In the early morning hours of April 15, even as President Abraham Lincoln lay dying from a gunshot wound to the head, local police in Washington, D.C., arrived at a boardinghouse in the city’s Northwest quadrant in search of John Wilkes Booth. Booth and other Confederate sympathizers had been known to frequent the white painted-brick house, as well as a tavern just outside the city, both owned by widow Mary Surratt.

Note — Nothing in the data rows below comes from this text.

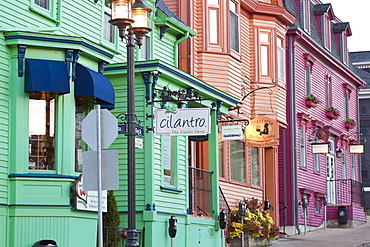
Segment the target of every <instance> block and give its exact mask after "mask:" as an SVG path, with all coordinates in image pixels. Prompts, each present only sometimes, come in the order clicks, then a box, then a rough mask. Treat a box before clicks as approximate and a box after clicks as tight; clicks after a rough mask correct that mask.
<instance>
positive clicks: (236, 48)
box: [229, 0, 239, 52]
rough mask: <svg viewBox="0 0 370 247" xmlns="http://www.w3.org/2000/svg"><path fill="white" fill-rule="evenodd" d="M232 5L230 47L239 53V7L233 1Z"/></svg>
mask: <svg viewBox="0 0 370 247" xmlns="http://www.w3.org/2000/svg"><path fill="white" fill-rule="evenodd" d="M229 3H230V47H231V49H233V50H234V51H236V52H239V17H238V12H237V5H236V3H234V2H233V1H231V0H230V1H229Z"/></svg>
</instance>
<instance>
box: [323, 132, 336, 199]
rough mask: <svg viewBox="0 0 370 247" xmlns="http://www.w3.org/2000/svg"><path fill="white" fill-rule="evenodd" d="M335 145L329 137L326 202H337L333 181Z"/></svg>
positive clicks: (335, 191)
mask: <svg viewBox="0 0 370 247" xmlns="http://www.w3.org/2000/svg"><path fill="white" fill-rule="evenodd" d="M335 178H336V176H335V146H334V140H333V139H332V138H330V139H329V152H328V153H327V155H326V197H327V202H328V203H331V204H336V203H337V190H336V181H335Z"/></svg>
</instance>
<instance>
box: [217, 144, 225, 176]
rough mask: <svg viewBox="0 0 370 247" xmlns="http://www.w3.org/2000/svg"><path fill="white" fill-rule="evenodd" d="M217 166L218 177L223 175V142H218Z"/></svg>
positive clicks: (223, 158) (223, 162)
mask: <svg viewBox="0 0 370 247" xmlns="http://www.w3.org/2000/svg"><path fill="white" fill-rule="evenodd" d="M218 167H219V177H225V175H224V142H222V141H220V142H219V143H218Z"/></svg>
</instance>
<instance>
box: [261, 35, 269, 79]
mask: <svg viewBox="0 0 370 247" xmlns="http://www.w3.org/2000/svg"><path fill="white" fill-rule="evenodd" d="M269 50H270V34H269V33H265V32H261V33H260V66H261V75H262V76H269V74H270V71H269V56H270V54H269Z"/></svg>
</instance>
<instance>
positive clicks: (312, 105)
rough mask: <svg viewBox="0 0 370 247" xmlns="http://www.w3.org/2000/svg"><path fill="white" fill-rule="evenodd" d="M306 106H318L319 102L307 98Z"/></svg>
mask: <svg viewBox="0 0 370 247" xmlns="http://www.w3.org/2000/svg"><path fill="white" fill-rule="evenodd" d="M306 106H308V107H316V106H317V104H316V103H314V102H313V101H310V100H306Z"/></svg>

While the attack on Lincoln was being carried out at Ford’s Theatre, a simultaneous attack on Secretary of State William Seward in his home left the government in a frenzy over the potential extent of the conspiracy. Teams of law enforcement officers—first local, then federal—focused on the comings and goings at the Surratt house. At first, they found nothing. But two days later, federal officers returned with orders to search the premises and arrest everyone staying there. An abundance of circumstantial evidence was found, but a chance meeting helped seal the suspicion that Surratt was part of the plot. As she was being led away, a man showed up seeking refuge, clearly in disguise. Surratt said she didn’t know him, but it turned out to be Lewis Powell—identified as the man who’d stabbed Seward. By the time the roundup was done, nine co-conspirators were arrested, all of whom had some connection to Surratt.

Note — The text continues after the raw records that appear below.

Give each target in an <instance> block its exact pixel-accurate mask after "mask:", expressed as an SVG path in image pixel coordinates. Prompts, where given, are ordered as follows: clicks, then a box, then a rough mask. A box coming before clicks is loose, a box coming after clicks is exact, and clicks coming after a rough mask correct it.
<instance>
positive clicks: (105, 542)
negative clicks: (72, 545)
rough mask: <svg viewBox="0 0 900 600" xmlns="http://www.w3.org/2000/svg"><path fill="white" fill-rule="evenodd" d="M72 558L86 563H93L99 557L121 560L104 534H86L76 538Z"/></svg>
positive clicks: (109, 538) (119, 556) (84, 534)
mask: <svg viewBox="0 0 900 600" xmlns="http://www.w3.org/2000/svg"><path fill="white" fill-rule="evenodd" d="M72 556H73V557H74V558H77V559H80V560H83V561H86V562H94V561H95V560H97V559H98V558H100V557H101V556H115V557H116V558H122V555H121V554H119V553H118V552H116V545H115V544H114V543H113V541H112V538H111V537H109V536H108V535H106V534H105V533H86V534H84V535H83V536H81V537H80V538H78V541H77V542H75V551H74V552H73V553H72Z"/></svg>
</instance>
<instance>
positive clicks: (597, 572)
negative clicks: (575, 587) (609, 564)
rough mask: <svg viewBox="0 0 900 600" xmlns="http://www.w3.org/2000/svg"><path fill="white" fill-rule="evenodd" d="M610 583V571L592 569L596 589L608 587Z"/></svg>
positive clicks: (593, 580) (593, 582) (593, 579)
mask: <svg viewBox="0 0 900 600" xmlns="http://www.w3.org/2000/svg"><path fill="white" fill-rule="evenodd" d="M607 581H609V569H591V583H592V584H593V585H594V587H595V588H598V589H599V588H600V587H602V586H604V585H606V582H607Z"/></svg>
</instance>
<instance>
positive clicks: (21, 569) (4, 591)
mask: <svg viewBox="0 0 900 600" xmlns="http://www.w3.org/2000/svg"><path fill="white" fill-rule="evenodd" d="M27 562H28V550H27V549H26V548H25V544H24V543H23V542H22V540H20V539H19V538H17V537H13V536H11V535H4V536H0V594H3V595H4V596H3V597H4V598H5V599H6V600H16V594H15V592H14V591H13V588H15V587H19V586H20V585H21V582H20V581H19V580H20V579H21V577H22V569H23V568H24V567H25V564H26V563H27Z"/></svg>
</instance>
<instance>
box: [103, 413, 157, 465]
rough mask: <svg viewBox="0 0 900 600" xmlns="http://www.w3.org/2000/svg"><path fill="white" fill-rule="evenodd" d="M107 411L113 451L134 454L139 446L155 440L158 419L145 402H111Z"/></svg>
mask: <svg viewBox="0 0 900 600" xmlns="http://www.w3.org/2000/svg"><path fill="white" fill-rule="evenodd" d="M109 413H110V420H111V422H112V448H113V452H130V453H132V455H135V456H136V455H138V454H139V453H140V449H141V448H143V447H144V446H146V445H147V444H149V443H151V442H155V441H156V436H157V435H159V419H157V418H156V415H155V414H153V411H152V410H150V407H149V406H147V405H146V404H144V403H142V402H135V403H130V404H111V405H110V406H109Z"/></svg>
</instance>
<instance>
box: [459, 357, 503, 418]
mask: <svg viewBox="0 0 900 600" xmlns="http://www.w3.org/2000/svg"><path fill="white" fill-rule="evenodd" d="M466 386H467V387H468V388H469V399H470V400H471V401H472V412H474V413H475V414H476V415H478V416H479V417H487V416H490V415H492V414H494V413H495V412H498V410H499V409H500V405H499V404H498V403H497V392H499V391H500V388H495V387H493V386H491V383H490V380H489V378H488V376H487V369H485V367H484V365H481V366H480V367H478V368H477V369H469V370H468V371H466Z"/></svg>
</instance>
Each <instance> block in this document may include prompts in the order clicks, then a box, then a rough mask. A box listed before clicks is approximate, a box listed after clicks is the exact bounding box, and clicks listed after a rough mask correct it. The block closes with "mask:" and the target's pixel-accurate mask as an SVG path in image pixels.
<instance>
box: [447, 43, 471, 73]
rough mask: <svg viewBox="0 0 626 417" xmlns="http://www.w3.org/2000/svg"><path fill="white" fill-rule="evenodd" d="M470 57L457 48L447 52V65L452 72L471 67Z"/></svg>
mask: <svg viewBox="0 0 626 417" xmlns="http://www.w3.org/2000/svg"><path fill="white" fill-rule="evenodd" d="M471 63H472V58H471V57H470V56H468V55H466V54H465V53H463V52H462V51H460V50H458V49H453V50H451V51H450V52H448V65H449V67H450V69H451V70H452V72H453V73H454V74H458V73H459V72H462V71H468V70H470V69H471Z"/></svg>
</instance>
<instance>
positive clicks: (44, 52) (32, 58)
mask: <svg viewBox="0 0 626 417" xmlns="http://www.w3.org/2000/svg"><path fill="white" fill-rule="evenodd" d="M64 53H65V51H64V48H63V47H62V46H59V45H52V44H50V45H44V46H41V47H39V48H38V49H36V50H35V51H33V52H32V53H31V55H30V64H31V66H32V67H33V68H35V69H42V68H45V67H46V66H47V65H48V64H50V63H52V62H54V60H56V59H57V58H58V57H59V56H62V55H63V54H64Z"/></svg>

By order of President Andrew Johnson (another target of the conspiracy), the nine, though civilians, were tried by a military commission. Their trial was held at the Washington Arsenal, a military outpost on the Potomac River. The proceedings began May 9 and ended June 28. When the sentences were handed down on June 30, four were sentenced to death: Surratt; Powell; Powell’s accomplice, David Herold; and Johnson’s would-be assassin, George Atzerodt.

Pleas for Surratt’s life, including one by five of the sentencing judges, went unheeded by President Johnson. On the morning of the execution, marshals attempting to serve a writ of habeas corpus were turned away at the gates of the arsenal. Johnson canceled the writ under the Habeas Corpus Suspension Act of 1863.

Though Surratt (sitting under the umbrella at far left) continued to profess her innocence, she and the three others were led to a hastily constructed gallows on the grounds of the arsenal. After a process that took barely 20 minutes, Surratt and her former boarders were dead.